Woodburn City Council votes to ban public camping
"If it's predictable, it's preventable."
Woodburn Police Chief Jim Ferraris recently invoked that pithy maxim -- originally championed by 33-year California law-enforcement veteran Gordon Graham – to ignite an hour of discussion leading to the city's new approach toward addressing homelessness and its inherent peripheral issues.
During its Monday, Jan. 27, meeting, the Woodburn City Council unanimously passed a pair of ordinances presented as proactive measures to address homelessness. One ordinance prohibits camping on city rights-of-way, and an accompanying one provides for the removal of such camping sites and any accumulated debris.
A third council action authorized the city to enter a two-year agreement with humanitarian nonprofit Love INC for a Severe Weather Center Program. The city would provide $10,000 for the program, which would help provide a safe overnight shelter for house-less persons during severe weather conditions.
A list of stringent criteria must be met by those using the shelter, including no drugs, alcohol or contraband allowed.
City staff worked at an accelerated pace over the previous two weeks to construct the language and iron out the legalities of the proposed ordinances and the shelter agreement. In part, that quick work was prompted by observing problems the region's metro areas, roughly equidistant north and south of Woodburn, as those cities continue to wrestle with mounting homeless ordeals.

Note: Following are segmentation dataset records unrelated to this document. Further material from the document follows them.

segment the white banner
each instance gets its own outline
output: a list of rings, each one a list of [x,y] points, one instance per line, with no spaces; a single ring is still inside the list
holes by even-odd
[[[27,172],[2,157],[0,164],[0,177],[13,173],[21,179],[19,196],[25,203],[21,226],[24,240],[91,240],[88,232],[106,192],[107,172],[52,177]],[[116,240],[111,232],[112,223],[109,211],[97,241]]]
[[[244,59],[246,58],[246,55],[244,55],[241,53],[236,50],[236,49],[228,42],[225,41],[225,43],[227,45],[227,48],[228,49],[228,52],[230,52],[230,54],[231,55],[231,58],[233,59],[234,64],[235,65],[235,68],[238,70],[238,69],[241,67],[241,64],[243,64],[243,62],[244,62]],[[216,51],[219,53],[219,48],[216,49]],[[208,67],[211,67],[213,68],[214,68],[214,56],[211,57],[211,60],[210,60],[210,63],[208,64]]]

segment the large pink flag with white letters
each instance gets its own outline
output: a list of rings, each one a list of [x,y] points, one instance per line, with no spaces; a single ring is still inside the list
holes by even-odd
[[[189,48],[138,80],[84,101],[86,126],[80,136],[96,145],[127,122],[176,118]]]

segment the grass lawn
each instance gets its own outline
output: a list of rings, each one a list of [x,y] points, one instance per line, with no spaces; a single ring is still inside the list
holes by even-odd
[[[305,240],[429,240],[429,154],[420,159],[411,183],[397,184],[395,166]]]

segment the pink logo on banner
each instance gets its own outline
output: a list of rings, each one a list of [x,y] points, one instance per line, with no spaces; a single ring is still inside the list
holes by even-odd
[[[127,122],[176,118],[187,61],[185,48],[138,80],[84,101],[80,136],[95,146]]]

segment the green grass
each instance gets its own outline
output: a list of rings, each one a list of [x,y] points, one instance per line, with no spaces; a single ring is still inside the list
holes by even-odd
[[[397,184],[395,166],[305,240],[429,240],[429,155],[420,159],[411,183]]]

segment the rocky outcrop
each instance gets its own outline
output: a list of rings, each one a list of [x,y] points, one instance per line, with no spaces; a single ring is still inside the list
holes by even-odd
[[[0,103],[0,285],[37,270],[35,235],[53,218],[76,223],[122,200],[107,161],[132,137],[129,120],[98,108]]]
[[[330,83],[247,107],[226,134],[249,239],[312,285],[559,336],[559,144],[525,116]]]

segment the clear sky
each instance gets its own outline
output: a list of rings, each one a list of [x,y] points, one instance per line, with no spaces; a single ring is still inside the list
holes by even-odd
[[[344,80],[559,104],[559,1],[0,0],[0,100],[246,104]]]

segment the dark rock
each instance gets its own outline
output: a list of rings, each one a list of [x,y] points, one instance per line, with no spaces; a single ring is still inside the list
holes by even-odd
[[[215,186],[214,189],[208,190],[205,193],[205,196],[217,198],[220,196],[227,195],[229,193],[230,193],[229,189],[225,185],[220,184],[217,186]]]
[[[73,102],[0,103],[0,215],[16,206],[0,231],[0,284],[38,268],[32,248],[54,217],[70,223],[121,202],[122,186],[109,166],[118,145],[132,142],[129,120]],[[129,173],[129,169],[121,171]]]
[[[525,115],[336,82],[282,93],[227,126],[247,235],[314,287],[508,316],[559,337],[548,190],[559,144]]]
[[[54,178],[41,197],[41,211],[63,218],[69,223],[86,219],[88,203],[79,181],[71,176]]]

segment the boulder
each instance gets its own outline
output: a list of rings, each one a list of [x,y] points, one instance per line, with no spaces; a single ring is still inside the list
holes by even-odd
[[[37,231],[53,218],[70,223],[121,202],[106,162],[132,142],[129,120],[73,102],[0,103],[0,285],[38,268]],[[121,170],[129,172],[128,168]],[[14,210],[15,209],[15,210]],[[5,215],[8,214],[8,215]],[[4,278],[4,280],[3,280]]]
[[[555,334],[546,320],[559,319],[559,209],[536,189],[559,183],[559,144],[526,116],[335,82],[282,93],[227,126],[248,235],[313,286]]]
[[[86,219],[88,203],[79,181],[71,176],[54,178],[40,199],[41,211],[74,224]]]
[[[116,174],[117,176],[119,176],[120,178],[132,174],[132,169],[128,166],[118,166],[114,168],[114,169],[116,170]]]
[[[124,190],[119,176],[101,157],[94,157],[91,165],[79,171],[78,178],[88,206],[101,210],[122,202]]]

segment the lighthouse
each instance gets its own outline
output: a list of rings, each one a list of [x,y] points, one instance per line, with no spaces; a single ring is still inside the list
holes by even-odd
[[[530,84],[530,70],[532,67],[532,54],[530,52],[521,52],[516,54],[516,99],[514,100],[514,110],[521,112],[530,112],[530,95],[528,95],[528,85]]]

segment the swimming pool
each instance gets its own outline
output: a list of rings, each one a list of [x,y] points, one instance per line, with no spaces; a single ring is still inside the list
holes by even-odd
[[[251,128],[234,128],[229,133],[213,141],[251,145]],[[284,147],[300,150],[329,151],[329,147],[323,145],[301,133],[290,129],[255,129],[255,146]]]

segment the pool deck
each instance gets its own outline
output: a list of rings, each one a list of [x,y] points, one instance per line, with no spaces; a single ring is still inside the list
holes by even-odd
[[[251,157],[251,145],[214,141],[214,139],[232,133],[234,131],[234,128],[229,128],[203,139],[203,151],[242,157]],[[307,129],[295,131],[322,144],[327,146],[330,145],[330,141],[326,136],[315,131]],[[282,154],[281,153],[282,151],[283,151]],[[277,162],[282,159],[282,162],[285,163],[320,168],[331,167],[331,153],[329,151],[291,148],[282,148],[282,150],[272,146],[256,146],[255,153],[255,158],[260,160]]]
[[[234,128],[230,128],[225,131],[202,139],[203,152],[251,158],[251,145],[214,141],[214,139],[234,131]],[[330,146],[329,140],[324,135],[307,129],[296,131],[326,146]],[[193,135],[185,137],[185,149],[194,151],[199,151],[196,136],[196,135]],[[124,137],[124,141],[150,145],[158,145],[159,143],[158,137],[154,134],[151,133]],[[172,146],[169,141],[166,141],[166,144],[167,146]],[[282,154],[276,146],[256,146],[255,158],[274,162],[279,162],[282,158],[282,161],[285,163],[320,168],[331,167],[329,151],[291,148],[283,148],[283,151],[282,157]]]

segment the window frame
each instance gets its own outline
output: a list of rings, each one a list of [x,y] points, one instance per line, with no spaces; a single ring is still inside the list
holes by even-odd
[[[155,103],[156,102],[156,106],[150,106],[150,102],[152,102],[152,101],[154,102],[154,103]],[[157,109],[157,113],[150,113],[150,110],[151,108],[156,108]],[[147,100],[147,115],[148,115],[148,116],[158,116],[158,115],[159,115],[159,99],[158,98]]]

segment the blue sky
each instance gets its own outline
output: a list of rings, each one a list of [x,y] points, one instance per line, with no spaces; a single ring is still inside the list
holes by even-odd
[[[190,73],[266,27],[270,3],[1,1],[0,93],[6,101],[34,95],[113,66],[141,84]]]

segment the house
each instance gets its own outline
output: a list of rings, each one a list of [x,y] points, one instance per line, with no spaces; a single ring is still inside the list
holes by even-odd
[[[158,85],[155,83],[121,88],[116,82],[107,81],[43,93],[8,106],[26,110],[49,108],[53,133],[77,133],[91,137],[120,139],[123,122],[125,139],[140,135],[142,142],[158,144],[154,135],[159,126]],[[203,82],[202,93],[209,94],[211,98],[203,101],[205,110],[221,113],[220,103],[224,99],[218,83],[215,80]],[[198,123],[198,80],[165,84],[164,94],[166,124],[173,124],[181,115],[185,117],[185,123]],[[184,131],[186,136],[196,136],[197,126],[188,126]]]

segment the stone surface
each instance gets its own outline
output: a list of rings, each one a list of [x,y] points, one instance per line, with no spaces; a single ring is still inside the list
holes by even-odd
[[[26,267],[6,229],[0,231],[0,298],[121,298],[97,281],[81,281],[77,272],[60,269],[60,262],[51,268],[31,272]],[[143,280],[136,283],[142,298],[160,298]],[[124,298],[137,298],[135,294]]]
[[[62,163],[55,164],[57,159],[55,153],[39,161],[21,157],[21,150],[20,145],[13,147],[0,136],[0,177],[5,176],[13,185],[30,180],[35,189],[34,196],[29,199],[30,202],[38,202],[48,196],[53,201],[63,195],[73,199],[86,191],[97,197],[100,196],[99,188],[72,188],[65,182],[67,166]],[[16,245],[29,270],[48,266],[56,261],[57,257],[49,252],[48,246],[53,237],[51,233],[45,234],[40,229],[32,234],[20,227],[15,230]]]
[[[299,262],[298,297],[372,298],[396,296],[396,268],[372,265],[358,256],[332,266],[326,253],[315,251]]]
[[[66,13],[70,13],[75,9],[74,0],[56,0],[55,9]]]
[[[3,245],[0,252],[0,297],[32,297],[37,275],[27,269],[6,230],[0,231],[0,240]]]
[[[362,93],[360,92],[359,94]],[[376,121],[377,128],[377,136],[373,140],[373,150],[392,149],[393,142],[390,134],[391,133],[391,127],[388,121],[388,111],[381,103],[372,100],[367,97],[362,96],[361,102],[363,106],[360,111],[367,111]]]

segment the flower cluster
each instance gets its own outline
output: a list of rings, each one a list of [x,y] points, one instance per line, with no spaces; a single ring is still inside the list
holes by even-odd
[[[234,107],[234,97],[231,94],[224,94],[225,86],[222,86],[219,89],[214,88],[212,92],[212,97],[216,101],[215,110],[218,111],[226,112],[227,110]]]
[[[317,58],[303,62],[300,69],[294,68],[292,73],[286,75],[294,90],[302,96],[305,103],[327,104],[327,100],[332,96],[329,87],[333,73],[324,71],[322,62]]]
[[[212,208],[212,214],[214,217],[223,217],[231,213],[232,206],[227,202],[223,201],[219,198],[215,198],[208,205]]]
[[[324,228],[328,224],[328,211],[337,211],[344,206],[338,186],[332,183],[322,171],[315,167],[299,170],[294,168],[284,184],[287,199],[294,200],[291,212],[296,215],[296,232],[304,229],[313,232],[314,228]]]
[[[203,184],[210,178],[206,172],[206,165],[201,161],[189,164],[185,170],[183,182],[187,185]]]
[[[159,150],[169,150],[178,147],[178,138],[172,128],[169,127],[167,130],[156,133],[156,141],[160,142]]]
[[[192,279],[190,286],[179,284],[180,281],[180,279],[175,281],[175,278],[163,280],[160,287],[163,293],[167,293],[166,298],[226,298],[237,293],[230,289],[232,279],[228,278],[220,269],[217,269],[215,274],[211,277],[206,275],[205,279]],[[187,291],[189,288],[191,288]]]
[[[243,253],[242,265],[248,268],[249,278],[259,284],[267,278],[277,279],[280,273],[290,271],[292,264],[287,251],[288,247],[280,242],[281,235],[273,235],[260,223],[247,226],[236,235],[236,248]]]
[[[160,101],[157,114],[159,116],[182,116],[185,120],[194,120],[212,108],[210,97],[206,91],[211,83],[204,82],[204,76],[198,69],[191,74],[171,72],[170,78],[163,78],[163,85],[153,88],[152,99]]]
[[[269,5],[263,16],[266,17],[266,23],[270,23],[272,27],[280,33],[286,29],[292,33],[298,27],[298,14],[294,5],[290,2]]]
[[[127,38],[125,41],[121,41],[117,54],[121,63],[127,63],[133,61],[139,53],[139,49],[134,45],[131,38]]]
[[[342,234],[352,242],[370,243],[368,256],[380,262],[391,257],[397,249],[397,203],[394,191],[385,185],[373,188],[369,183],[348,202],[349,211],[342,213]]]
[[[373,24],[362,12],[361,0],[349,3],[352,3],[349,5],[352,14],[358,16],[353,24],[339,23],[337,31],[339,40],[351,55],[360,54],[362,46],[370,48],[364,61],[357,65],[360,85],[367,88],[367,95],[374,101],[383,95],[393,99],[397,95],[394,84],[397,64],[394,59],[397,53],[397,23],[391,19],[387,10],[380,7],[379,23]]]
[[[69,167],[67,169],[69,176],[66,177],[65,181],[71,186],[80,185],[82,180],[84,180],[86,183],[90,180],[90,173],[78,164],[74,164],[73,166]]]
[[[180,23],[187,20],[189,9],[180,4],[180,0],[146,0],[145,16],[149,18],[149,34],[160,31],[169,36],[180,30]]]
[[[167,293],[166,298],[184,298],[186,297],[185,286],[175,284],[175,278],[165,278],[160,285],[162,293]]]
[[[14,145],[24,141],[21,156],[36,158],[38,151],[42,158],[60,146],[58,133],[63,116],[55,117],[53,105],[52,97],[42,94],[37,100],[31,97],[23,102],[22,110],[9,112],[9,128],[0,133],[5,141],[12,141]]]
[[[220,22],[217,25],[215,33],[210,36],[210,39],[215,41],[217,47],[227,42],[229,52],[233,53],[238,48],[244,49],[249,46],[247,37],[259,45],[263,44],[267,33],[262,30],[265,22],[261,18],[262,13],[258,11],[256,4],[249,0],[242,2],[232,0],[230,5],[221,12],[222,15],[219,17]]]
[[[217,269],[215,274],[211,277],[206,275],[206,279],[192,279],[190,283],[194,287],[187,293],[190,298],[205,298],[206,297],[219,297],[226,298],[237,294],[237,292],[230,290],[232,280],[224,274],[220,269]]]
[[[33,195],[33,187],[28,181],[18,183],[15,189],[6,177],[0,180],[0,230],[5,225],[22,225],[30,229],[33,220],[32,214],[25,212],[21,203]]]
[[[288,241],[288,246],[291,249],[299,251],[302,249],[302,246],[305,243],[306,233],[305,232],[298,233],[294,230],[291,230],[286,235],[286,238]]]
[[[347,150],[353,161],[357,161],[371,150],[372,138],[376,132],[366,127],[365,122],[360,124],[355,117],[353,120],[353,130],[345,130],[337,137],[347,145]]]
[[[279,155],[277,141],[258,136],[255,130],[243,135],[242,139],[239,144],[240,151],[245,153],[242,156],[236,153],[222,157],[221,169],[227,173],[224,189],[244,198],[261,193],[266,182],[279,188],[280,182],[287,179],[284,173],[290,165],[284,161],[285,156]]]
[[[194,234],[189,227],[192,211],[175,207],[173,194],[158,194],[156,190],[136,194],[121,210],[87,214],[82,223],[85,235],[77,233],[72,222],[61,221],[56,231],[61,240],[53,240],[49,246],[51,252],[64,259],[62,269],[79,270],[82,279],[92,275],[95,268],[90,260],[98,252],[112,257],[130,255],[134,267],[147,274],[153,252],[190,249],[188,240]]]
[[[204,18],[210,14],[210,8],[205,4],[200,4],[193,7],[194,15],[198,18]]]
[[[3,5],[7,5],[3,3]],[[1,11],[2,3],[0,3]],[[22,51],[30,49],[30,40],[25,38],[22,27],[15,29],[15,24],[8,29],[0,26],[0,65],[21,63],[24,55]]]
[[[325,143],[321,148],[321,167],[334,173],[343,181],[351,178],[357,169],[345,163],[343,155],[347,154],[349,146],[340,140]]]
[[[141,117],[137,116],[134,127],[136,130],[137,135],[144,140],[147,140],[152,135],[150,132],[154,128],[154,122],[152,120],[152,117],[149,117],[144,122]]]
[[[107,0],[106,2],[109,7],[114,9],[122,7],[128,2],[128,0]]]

"If we wait to address these issues, it will become more difficult, or perhaps too difficult, to wrap our arms around the problems that come from this type of behavior." Ferraris said. "I really believe it is better to be proactive and adopt these ordinances now as opposed to waiting while the problem grows and manifests itself, thereby causing us to be reactive as opposed to being proactive."
Ferraris, who has worked on both the Portland and Salem police forces, admonished the council two weeks earlier that Woodburn is not immune to the issues and eyesores exacted by a swelling homeless population, which have become highly visible in the Willamette Valley's metropolitan cities.
During the first council meeting of the year Ferraris and City Administrator Scott Derickson both advised the panel of the proposals they were constructing, stressing that they are aimed at preemptively dealing with the issue.
Perhaps chief among the expressed concerns surrounding the proposals was location: where would a shelter be established, and could it be in my neighborhood? A parallel concern revealed trepidation about the shelter luring homeless into Woodburn from elsewhere.
The proponents said that partners in the proposal will include some area clergy and their churches. They also indicated that there is not likely to be one set shelter; the shelter site may rotate among partners, perhaps at different churches. The plans also call use of public transportation to convey the homeless in need to the designated shelter and away from it in the morning.
With that format, most shelter users would be referred by public safety personnel, clergy or humanitarian entities such as Love INC.
Several homeless advocates joined the discussion, and all proposal proponents emphasized that the policies are designed to help those in need, not enable those who may exploit the resource without working toward changing their living conditions. The required conditions for using the shelter serve as a deterrent to exploiters.
A Love Inc. representative, Curt Jones, pointed out that even the Union Gospel Mission has similar stipulations, and it consistently has empty beds since many chronic homeless choose not to abide by those requirements, possibly due to their substance abuse.
City Councilor Debbie Cabrales questioned whether the no-camping ordinance, which carries a maximum fine of $250 for violators, would be effective since it's directed at people with modest-at-best means.
"If they are already homeless how are they going to find the resources to pay for a that; what resources do they have to pay it?" Cabrales posed.
Ferraris said the point of emphasis with the ordinance would be compliance. The "campers" would be given a notice. Social services would become involved, and all efforts would be made to persuade them to voluntarily break camp before a citation would be issued.